But when autumn hits, another side of the Wheatland woman's personality emerges, and it affects her friends, family, even those in the community.

That's when Ms. Rauso, 32, begins to create Halloween costume masterpieces.

"It's a seasonal thing. It kind of takes over until Halloween," she said, adding that her friends and family use the creations as costumes or model them for her as she works on them.

"They're all pretty good sports about it, because some of them are pretty uncomfortable," she added with a laugh.

Many times that discomfort leads to an award.

"If I win a costume award, it means so much more to me because I created it," Ms. Rauso said.

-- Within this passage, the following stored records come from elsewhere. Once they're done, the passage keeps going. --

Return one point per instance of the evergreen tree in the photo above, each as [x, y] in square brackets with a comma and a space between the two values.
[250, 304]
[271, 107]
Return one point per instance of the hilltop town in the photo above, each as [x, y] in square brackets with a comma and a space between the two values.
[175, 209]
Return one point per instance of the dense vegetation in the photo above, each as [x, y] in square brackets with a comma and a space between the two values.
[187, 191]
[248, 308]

Her most recent creation is a walking Operation board game which includes the tweezers to pull out the Velcro body parts and a red bulb that lights up.

She won the "Most Original" costume award at the Southern Park Mall Thursday, and was awarded a party for 25 at Jillian's, mall certificates, T-shirts and CD's.

"It was worth the drive over," she said with a smile. "I win every year somewhere with my costumes. The year I did Bert and Ernie, they cleaned up everywhere we went."

Some of her other award winners include the entire casts of the Wizard of Oz and Cinderella, including the slipper, as well as Alvin and the Chipmunks and the Three Little Pigs.

"I began about 10 years ago," she said. "After a couple years, people started calling me to make costumes for them."

"But if I'm dressing my friends, it has to be just right," she said, describing her costume perfectionist tendencies. "They call me the queen of Halloween."

At one point she had about 200 costumes but sold them to Jan Mitcheltree, of Jan's costumes in South Pymatuning Township several years ago. "Now I keep them," she said.

She credits a childhood event as the thing that fired up her adult Halloween interest.

"I remember when my friend had this clown costume for a Halloween party in fifth grade, and I had a plain old costume," Ms. Rauso said. "Her costume had a hula-hoop and balloons that her mother had made. I thought it was so good. Her mother was the queen of Halloween and I thought that was so cool."

The community has probably seen her wearable works of art in area Christmas parades and light-up nights with her Grinch and Bert and Ernie costumes.

"Sometimes I wish I went to school for design, to make costumes for movies or television," she said. "I have so much fun doing it."

But instead, every year, beginning the third week of September, she channels her creative costuming talents and begins her descent into the dark side.

"I used to love to decorate the outside of my house for Halloween," she said. "Now, I come up with an idea for a costume, and I decorate my friends. They just come to me."